Desde que Prometeo le robó el fuego a los dioses del Olimpo para dárselo a los hombres, nos pudimos calentar, cocinar, hacer alfarería y también doblar los metales. Como al ser humano le gusta pensar y pensar, no hemos parado de crear innovaciones caloríficas, como por ejemplo el vapor, la electricidad y la energía nuclear. De los más tardíos y mejores avances en torno a la creación de energía, es la producción de frío. Es que el ser humano, de puro inteligente, se las arregló para enfriar calentando y creo la refrigeración.

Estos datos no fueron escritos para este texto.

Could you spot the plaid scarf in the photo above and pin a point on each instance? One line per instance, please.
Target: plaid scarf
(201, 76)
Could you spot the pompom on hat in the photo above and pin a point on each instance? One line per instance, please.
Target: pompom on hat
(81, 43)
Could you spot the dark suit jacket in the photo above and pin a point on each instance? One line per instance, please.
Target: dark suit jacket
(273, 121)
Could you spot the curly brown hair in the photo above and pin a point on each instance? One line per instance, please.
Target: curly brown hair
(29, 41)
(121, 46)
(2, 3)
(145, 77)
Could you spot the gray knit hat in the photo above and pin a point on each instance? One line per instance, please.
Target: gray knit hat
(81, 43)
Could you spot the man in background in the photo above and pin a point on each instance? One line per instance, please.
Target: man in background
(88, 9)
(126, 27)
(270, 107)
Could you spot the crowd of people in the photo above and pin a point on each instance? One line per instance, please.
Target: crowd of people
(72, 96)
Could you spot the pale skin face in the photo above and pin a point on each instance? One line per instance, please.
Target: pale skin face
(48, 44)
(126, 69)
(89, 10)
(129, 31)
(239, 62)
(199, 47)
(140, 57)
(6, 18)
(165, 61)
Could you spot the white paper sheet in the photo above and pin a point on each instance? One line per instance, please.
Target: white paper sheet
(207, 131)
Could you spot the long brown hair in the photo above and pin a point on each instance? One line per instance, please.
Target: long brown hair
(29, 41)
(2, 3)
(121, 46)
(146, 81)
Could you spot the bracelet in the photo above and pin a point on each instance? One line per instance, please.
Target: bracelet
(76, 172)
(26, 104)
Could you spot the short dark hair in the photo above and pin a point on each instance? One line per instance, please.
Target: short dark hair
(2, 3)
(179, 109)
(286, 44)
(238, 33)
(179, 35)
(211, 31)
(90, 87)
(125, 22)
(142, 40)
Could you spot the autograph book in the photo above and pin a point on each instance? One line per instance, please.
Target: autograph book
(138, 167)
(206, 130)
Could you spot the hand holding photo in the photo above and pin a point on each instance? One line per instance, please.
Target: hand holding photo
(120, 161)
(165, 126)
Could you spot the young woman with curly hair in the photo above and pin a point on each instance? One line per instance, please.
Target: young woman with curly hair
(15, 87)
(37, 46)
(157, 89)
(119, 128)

Los cubos de hielo enfrían nuestras bebidas y copetes favoritos, el refrigerador evita que se pudra la carne y los productos congelados capaces de viajes intercontinentales duran meses en el freezer de nuestras casas, que no es poco, pero sí mucho menos que la máxima creación del frío: el helado. Cremoso al saborearlo, dulce, agradablemente frío, sin derretirse rápido se pasea por la lengua y por el cerebro con su sabor a chocolate, vainilla o ese etcétera interminable de sabores.
Durante siglos los asiáticos, europeos, africanos y americanos subieron los Himalayas, los Alpes, los Atlas y los Andes en busca de la nieve que al mezclarla con fruta, alegraba el verano. Cubos enormes de hielo eran guardados en cuevas y sótanos por meses y llegado el momento del calor salían a la superficie para dar alivio a la canícula. Marco Polo había conocido la crema dulce y helada en China, Luis XIV comía unos dulces congelados en forma de huevo y los indios cocinaban el kulfi, una leche reducida al fuego y luego enfriada en pocillos de terracota. Hasta el mismísimo Beethoven se quejaba del caluroso invierno de 1794 en que “los vieneses están temerosos que pronto será imposible conseguir el alivio del frío, porque cuando el invierno es leve, el hielo es raro.”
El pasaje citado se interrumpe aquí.